Il team ESG ha anche continuato ad ampliare l’archivio ESG-Climate Impact Report che in precedenza copriva le strategie Global Emerging Markets (GEM), Europa e Globale di Comgest, ma ora include anche il Giappone e le nuove strategie della gamma Plus per GEM, Europa e Globale. Ogni rapporto illustra in dettaglio i dati sull’impatto ambientale e sul carbonio del rispettivo portafoglio.
Ad oggi, il 97% degli AUM dei fondi pubblici di Comgest è classificato come articolo 8 secondo la Sustainable Finance Disclosure Regulation (SFDR).
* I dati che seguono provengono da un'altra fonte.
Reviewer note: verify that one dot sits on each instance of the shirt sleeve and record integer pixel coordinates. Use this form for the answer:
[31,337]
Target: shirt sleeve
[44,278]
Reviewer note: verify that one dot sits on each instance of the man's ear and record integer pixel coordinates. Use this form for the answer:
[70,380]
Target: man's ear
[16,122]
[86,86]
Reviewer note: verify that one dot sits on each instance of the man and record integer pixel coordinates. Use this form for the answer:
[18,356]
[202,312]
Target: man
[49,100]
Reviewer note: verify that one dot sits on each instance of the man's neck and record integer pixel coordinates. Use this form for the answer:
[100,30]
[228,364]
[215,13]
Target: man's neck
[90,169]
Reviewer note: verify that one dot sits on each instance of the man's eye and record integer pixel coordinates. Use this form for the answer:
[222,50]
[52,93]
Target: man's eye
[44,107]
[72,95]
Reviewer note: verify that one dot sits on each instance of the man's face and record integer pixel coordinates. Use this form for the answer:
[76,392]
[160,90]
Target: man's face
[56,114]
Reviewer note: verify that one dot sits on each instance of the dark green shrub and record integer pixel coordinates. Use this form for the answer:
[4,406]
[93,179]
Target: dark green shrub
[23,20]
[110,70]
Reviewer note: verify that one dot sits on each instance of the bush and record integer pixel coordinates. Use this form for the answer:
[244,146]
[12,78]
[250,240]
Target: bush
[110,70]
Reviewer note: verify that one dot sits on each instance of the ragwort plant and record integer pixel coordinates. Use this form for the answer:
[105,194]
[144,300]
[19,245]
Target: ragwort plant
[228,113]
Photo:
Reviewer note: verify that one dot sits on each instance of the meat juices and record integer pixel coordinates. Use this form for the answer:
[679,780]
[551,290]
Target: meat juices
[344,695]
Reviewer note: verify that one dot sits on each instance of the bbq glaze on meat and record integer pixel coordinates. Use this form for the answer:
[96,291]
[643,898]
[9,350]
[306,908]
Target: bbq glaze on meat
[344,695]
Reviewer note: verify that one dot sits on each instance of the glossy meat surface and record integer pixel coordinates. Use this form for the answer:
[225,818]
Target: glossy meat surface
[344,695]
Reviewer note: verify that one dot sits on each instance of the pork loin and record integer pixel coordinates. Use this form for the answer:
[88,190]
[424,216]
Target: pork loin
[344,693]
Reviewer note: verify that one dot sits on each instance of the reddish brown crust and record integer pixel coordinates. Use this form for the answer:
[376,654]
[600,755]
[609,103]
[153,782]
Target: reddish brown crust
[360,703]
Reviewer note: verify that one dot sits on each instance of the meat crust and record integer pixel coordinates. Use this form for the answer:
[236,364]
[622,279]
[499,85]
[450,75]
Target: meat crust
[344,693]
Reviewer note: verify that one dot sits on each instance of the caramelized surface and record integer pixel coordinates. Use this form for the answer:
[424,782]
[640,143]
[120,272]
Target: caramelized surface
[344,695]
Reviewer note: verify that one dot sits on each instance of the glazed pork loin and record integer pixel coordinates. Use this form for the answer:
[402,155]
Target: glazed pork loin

Al fine di migliorare la ricerca, il reporting e la comunicazione sugli investimenti responsabili, Comgest ha istituito un nuovo Comitato per gli Investimenti Responsabili per supervisionare meglio e consolidare la conoscenza degli investimenti, dell’industria e delle normative del Gruppo sui temi ESG.
Comgest è stata classificata come il primo asset manager con la più alta concentrazione di fondi con Morningstar Sustainability Rating superiori alla media nel rapporto Morningstar Fund Family 100 recentemente pubblicato.
Per il terzo anno consecutivo, nel 2021, Comgest ha ricevuto la massima valutazione “A+” dai Principles for Responsible Investment (UN PRI), promossi dalle Nazioni Unite, in tutti e tre i loro criteri: “Strategy & Governance”, “Listed Equity – Incorporation” e “Listed Equity – Active Ownership”.
Sebastien Thévoux-Chabuel, Head of Responsible Investment di Comgest ha dichiarato: “Molti clienti spingono ora per un cambiamento positivo oltre che per i rendimenti, e le autorità di regolamentazione approfondiscono la loro attenzione sugli standard ESG dell’industria del risparmio gestito; crediamo che Comgest sia ben posizionata per soddisfare tali aspettative. Le considerazioni ESG incorporate nelle nostre decisioni d’investimento sono un risultato naturale dello stile d’investimento quality growth di Comgest e del nostro impegno per una gestione responsabile del patrimonio dei nostri clienti. Il nostro continuo investimento nell’ampliamento delle nostre competenze e risorse ESG aggiunge un ulteriore livello di valore che ci permetterà di continuare a soddisfare queste aspettative in futuro”.
Arnaud Cosserat, CEO di Comgest, ha dichiarato: “Gli investitori sono alla costante ricerca del legame tra ‘performance’ e ‘sostenibilità’. Questo anello mancante è l’investimento a lungo termine, che è al centro del nostro approccio quality growth”.